What is the RL problem setup
An agent interacts with an environment over time to maximize cumulative reward.
What are the 4 key elements of an RL loop
Agent state action reward environment.
Define state S_t
The information the agent receives from the environment at time t that summarizes the situation.
Define action A_t
The choice the agent makes at time t that affects the environment.
Define reward R_t
Scalar feedback signal from the environment indicating desirability of the last action.
Goal of the agent
Maximize expected cumulative reward over time.
Define policy π
the policy is a function that, given the current state, outputs either action probabilities or a direct action
Difference between deterministic and stochastic policy
Deterministic picks one action given a state, stochastic outputs a probability distribution over actions.
Define value function V(s)
Expected cumulative reward starting from state s following policy π.
Define action-value function Q(s a)
Expected cumulative reward starting from state s taking action a then following policy π.
What is an episode
A sequence of states actions rewards that terminates in a terminal state.
What is a step / timestep
A single interaction cycle (state action reward next state).
What is the Markov property
The future depends only on the current state not on past history.
Define MDP
An MDP is an environment model where you specify the states, actions, how the environment transitions, the rewards, and how future rewards are discounted.

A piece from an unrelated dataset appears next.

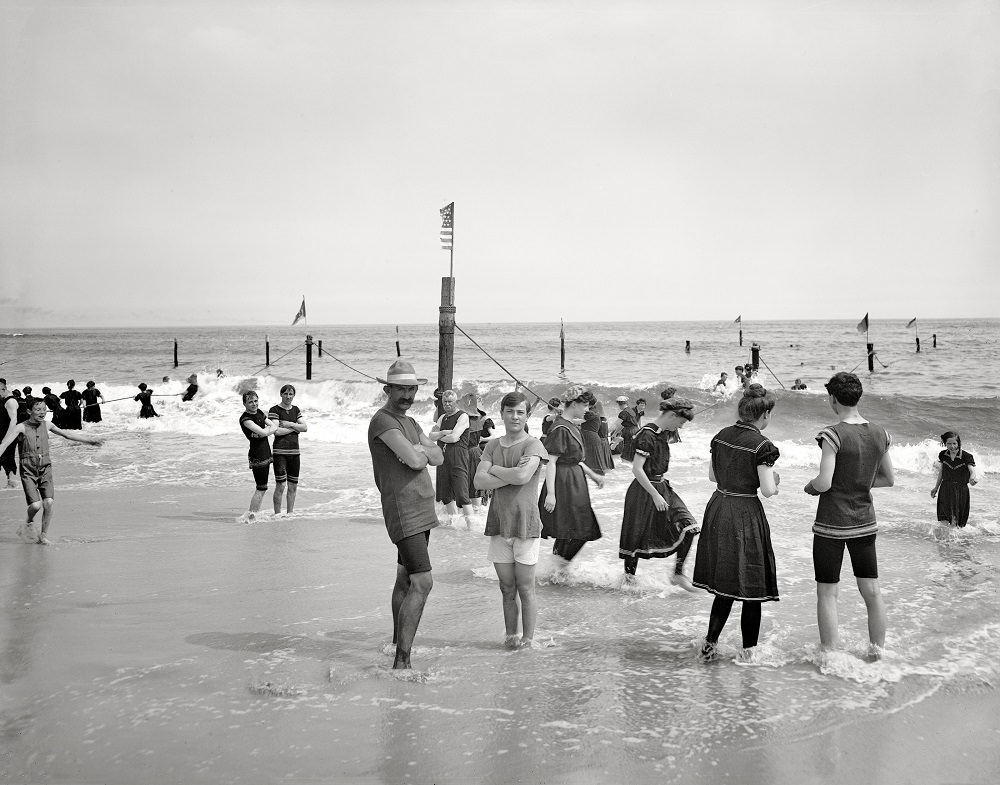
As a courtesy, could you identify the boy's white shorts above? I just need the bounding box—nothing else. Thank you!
[487,534,541,565]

Define transition function P(s’ | s a)
Probability of next state s’ given current state s and action a.
Define discount factor γ
Number between 0 and 1 controlling how much future rewards are valued.
Role of γ close to 0
Agent focuses on immediate rewards.
Role of γ close to 1
Agent heavily values long term rewards.
Return G_t
Sum of discounted rewards from timestep t: R_{t+1} + γR_{t+2} + γ²R_{t+3} + …
Objective in RL in terms of return
Maximize expected return E[G_t].
What defines optimal policy π*
Policy that yields the highest value function for all states.
Difference between model based and model free RL
Model based tries to learn or knows the transition and reward model, model free learns values or policy without modeling environment dynamics.